According to the literature, AMH might reflect remaining ovarian reserve after cancer treatment [31, 32]. Women with low AMH levels (< 0.7 ng/ml) and thereafter diminished ovarian reserve seem to have a lower chance to achieve a pregnancy [33]. In our study, median AMH levels were 1.07 ng/ml, and 53% of the participants younger than 40 years showed values below 1.0 ng/ml at time of follow-up. However, no association between lower AMH values and increased risk for anxiety, depression, or SD was found.
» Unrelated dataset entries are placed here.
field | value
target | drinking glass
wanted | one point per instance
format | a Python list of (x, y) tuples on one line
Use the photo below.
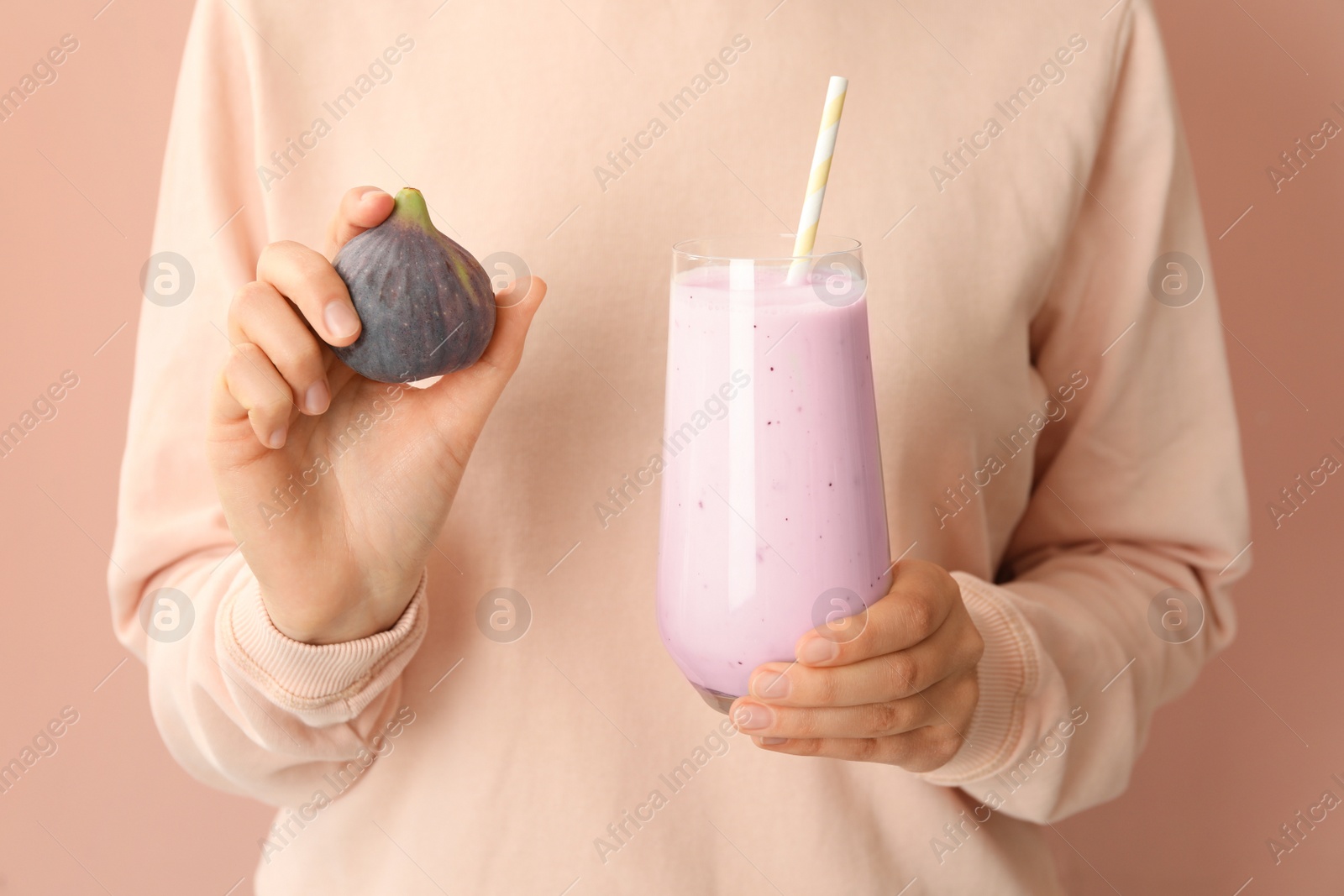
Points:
[(773, 519)]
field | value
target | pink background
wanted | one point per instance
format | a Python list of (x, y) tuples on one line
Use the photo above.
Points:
[(1225, 766)]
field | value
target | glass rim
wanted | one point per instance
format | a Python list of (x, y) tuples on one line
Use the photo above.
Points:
[(847, 244)]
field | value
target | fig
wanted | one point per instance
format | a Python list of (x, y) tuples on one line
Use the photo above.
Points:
[(425, 302)]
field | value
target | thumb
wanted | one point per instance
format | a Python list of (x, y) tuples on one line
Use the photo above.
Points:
[(360, 208)]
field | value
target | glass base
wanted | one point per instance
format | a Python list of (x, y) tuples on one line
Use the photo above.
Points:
[(719, 701)]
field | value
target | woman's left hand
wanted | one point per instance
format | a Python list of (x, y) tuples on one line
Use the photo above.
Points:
[(900, 691)]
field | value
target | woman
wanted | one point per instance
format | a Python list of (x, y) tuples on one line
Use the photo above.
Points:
[(1059, 450)]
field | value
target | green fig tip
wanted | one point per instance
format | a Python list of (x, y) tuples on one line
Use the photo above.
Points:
[(410, 204)]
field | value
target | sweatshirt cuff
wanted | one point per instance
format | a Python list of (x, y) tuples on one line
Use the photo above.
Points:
[(322, 684), (1008, 673)]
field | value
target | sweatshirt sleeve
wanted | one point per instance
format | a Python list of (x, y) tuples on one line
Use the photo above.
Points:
[(239, 705), (1113, 590)]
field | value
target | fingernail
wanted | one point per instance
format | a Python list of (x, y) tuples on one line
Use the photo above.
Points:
[(772, 684), (815, 651), (316, 398), (340, 320), (753, 716)]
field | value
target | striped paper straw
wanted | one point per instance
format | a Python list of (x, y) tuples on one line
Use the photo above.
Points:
[(806, 237)]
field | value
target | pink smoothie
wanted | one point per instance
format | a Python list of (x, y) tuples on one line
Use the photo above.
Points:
[(772, 483)]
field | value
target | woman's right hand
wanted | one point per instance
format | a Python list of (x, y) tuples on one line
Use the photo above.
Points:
[(333, 484)]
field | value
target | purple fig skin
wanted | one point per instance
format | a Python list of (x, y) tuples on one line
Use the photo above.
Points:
[(425, 304)]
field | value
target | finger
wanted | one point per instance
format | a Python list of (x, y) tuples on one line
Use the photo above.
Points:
[(921, 750), (260, 392), (360, 208), (921, 597), (312, 284), (261, 316), (949, 701), (953, 647)]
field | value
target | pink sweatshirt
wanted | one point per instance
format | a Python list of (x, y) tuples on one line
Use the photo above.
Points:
[(1050, 432)]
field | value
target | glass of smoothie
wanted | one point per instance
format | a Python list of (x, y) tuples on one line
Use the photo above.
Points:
[(773, 519)]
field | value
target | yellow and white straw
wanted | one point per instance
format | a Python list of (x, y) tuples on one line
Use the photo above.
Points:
[(806, 237)]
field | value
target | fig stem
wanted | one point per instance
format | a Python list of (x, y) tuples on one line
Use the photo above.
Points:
[(410, 204)]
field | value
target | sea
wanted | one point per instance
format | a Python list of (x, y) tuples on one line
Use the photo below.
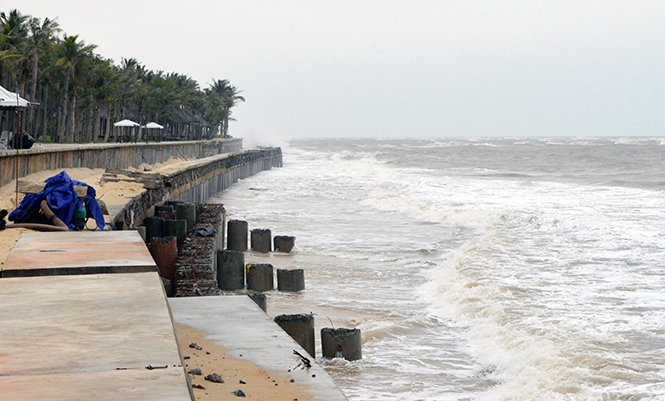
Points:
[(475, 268)]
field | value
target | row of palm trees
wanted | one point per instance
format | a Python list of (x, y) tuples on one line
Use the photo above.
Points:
[(80, 93)]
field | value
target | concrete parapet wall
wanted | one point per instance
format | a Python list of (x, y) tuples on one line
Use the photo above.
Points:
[(115, 156), (198, 183)]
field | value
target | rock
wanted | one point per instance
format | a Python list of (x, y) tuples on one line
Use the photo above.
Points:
[(215, 378)]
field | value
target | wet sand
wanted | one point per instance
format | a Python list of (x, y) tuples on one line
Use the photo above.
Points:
[(258, 384)]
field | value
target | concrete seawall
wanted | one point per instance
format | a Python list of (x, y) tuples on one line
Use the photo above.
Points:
[(115, 156), (200, 180)]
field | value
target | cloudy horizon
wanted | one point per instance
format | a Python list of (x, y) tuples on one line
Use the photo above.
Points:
[(397, 68)]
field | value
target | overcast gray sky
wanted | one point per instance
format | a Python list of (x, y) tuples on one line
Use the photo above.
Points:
[(399, 68)]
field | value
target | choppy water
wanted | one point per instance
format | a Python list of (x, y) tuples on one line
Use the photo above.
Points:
[(477, 269)]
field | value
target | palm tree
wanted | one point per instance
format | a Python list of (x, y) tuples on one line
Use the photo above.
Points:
[(41, 39), (15, 28), (72, 52), (225, 96)]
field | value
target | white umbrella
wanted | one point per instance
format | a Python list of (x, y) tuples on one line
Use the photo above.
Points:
[(126, 123), (11, 99), (153, 126)]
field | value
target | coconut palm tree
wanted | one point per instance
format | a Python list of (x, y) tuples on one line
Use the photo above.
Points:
[(15, 27), (72, 52), (225, 96), (40, 41)]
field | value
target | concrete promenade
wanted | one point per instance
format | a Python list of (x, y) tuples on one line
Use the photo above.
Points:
[(87, 336), (85, 317), (236, 323)]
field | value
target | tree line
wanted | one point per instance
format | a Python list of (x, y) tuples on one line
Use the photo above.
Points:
[(79, 94)]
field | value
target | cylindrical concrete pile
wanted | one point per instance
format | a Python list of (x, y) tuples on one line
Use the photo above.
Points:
[(187, 211), (166, 212), (300, 328), (260, 299), (260, 277), (154, 227), (236, 235), (261, 240), (230, 270), (290, 280), (176, 228), (341, 343), (164, 251)]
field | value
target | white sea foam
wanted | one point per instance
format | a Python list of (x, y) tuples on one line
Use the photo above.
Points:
[(503, 277)]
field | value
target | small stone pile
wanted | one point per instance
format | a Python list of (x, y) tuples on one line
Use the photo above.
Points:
[(195, 266)]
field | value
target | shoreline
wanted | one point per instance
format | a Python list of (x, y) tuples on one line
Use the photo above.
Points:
[(237, 374)]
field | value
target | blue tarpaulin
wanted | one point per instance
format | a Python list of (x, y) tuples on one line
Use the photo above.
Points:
[(62, 199)]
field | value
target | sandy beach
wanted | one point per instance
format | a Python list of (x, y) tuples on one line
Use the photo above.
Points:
[(237, 374), (114, 193)]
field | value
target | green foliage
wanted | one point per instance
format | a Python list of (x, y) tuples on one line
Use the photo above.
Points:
[(76, 88)]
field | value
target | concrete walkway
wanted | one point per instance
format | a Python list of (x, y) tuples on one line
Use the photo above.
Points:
[(78, 252), (88, 337), (239, 325)]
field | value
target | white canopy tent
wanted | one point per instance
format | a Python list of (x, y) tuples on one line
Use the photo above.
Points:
[(153, 126), (127, 126), (10, 99), (126, 123)]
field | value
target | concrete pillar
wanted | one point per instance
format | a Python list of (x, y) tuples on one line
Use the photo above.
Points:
[(230, 270), (260, 277), (165, 252), (261, 240), (300, 328), (187, 211), (237, 235), (154, 227), (290, 280), (176, 228), (341, 343), (142, 232), (166, 212), (284, 243), (260, 299)]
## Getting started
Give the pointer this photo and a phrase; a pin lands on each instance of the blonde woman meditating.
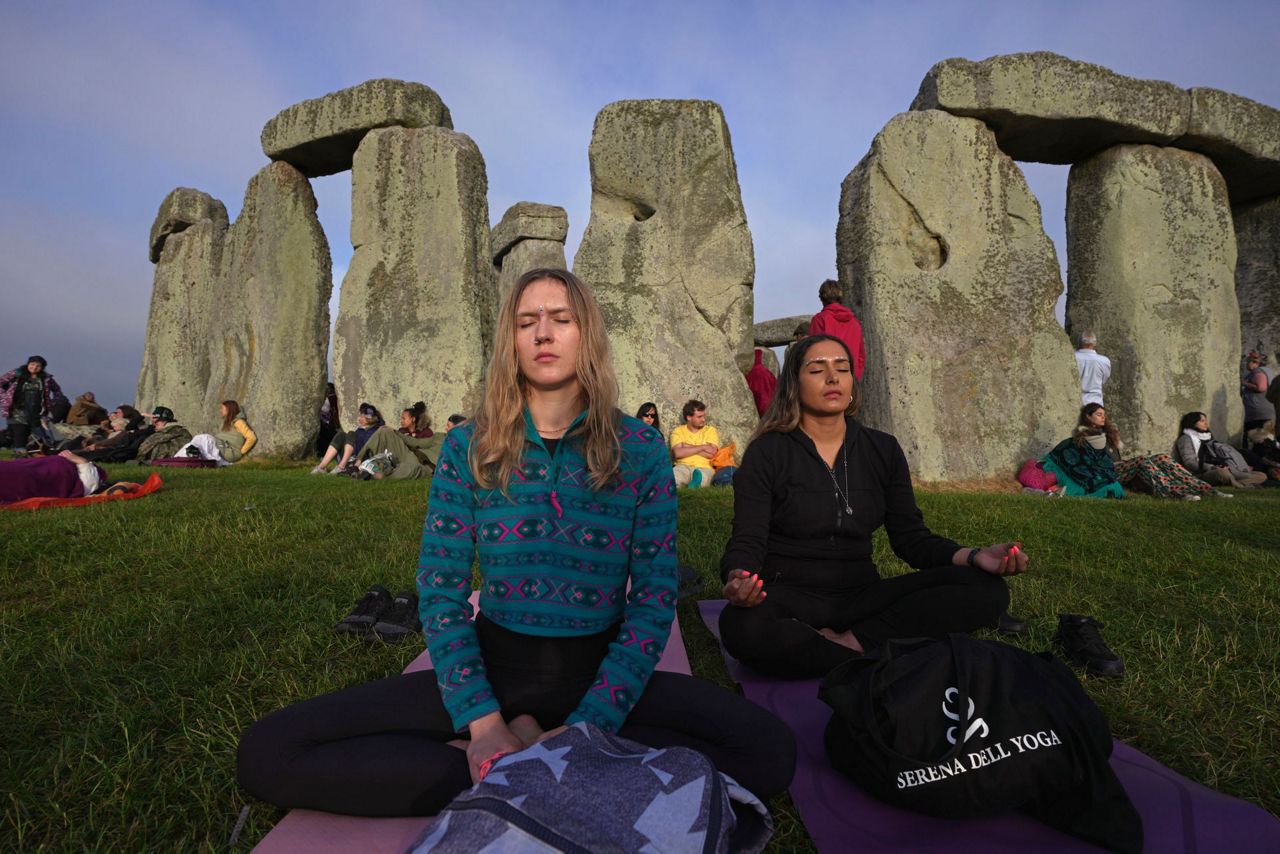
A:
(570, 508)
When focusing on infertile women, Tanha et al. found impaired sexual function in infertile women (25.7 ± 4.6 years) compared to fertile women (32 ± 1.1 years) by applying the FSFI [34]. Also, in our study, 11/15 patients with current desire to get pregnant suffer from SD, compared to only 5/13 who already completed their family planning.

Study limitations

Although our results reflect recently published date, there are some limitations. First, the low participation rate may have led to a selection bias. Patients who are willing to participate in a study might be in better psychological and sexual functioning state with less prevalence for depression and anxiety. Due to the small sample size, we were not able to control for confounding factors, such as medication or ongoing psychotherapy. Second, the relatively long study interval ended up in the loss of more than 50 patients. Third is the heterogeneity of our cohort with regard to cancer type, chemotherapy regime, and chosen fertility preservation method. Fourth is the single time point of the questionnaire. In addition, other questionnaires, such as the Short-Form-36 (SF-36) or the Sense of Coherence-13 (SOC-13) might provide a more comprehensive picture of patients’ mental health [30].

Clinical implications

As SD is present in young female cancer survivors, sexual function needs to be addressed at the time of fertility preservation counseling and during follow-up visits. Possible approaches especially in adolescent and young cancer survivors are displayed in the review by Peleg Nesher et al. [35]: after evaluation of SD in four steps as provided by Bartlik et al. [36], patients can be offered couple/sex therapy, sexual medicine or further referral to a specialist (gynecologist/endocrinologist/urologist). Depending on current family planning, both contraception and hormone therapy as well as non-hormonal treatment options can be offered to improve vaginal dryness and other treatment-related discomfort.